Particular embodiments of the present invention include an article that is inflatable with an inflation gas that includes composite layers, wherein at least two of the composite layers include surfaces that interface with one another and a parylene coating applied to at least one of the interfacing surfaces. In embodiments that include a tire, particular embodiments provide that one or more of the interfacing surfaces having the parylene coating may be an inner surface of a rubber skimmed cords assembly of the tire, an outer surface of an inner liner of the tire or combinations thereof, wherein the inner surface of the rubber skimmed cords assembly interfaces with the outer surface of the inner liner of the tire.

Particular embodiments of the present invention include a method for forming an inflatable article that includes forming a parylene coating on an elastomeric substrate, wherein the elastomeric substrate is an interior surface of the inflatable article adapted for being in contract with the inflation gas, an interfacing surface between two composite layers forming at least a portion of the article or combinations thereof. The method may further include the step of curing the elastomeric substrate after the step of forming the parylene coating and/or curing the elastomeric substrate before the step of forming the parylene coating.

The foregoing and other objects, features and advantages of the invention will be apparent from the following more detailed descriptions of particular embodiments of the invention, as illustrated in the accompanying drawing wherein like reference numbers represent like parts of the invention.

BRIEF DESCRIPTION OF THE DRAWINGS

FIG. 1 is a cutaway perspective view of an exemplary pneumatic tire showing many different layers of materials.

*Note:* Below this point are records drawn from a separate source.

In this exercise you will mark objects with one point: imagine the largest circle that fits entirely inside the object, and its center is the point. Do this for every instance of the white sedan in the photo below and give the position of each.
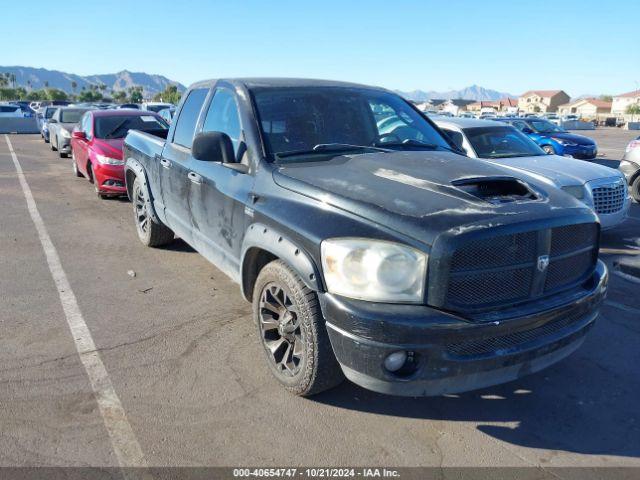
(601, 188)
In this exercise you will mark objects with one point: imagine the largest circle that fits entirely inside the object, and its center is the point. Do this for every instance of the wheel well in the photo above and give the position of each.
(254, 261)
(130, 177)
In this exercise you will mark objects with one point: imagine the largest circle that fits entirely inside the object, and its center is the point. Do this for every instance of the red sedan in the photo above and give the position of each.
(96, 146)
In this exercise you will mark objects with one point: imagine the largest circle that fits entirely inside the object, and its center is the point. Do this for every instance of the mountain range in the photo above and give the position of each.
(474, 92)
(38, 78)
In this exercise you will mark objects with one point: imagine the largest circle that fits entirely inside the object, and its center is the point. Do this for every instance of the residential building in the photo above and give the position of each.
(542, 101)
(622, 101)
(586, 108)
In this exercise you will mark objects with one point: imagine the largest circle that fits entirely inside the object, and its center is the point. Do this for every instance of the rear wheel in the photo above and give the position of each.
(150, 232)
(293, 333)
(635, 189)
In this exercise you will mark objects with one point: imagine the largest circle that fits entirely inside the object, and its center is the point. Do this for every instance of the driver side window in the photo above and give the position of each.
(223, 116)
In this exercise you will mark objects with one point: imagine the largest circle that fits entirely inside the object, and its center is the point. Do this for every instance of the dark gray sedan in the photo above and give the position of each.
(60, 127)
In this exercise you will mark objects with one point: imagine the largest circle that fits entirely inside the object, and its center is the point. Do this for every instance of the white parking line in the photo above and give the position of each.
(123, 440)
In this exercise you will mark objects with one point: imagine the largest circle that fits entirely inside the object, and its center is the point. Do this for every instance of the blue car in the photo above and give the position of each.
(555, 140)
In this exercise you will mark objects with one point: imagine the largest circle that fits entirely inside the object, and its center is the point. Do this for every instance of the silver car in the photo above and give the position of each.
(630, 167)
(60, 127)
(601, 188)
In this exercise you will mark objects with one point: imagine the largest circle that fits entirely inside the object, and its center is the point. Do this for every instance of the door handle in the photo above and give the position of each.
(195, 178)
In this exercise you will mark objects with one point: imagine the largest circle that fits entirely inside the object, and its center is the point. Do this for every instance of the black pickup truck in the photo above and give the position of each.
(369, 247)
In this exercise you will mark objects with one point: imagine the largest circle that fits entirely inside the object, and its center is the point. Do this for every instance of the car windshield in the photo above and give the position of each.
(117, 126)
(501, 142)
(156, 108)
(71, 116)
(542, 126)
(304, 122)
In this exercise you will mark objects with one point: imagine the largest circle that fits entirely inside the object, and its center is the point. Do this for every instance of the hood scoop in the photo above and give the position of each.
(496, 190)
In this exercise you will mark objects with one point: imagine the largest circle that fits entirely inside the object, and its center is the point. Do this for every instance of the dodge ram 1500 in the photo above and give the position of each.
(380, 254)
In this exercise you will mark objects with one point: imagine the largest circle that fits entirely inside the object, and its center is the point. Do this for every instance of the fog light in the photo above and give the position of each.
(395, 361)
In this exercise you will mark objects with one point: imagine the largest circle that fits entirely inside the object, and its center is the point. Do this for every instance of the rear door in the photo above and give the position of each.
(218, 193)
(175, 165)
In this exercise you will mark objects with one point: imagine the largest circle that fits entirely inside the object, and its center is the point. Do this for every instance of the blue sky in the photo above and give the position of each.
(586, 46)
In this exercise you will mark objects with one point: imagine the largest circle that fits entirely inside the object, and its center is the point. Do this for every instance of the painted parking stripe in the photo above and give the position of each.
(123, 440)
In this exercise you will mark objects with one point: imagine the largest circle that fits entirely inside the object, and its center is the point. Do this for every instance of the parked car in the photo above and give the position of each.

DETAILED DESCRIPTION OF PARTICULAR EMBODIMENTS

Particular embodiments of the present invention include inflatable articles having a surface that is coated with a parylene barrier; such surface being, for example, an interior surface of the inflatable article. The interior surfaces of inflatable articles may be those that are adapted for being in contact with the inflation fluid, such fluids being, for example, air and/or nitrogen. Optionally, for articles that are composites of layers of materials, the interior surface that is coated with parylene may be one or more of the surfaces of the composite layers that interface with one another.

Other exemplary embodiments may include a tire as an inflatable article having an interior surface formed by the inner liner of the tire, the inner liner being coated with a parylene barrier. Other inflatable articles may include inner tubes for tires, sports balls, e.g., basketballs, soccer balls and tennis balls, inflatable rafts, inflatable mattresses and so forth. Methods of making such articles are also included as embodiments of the present invention.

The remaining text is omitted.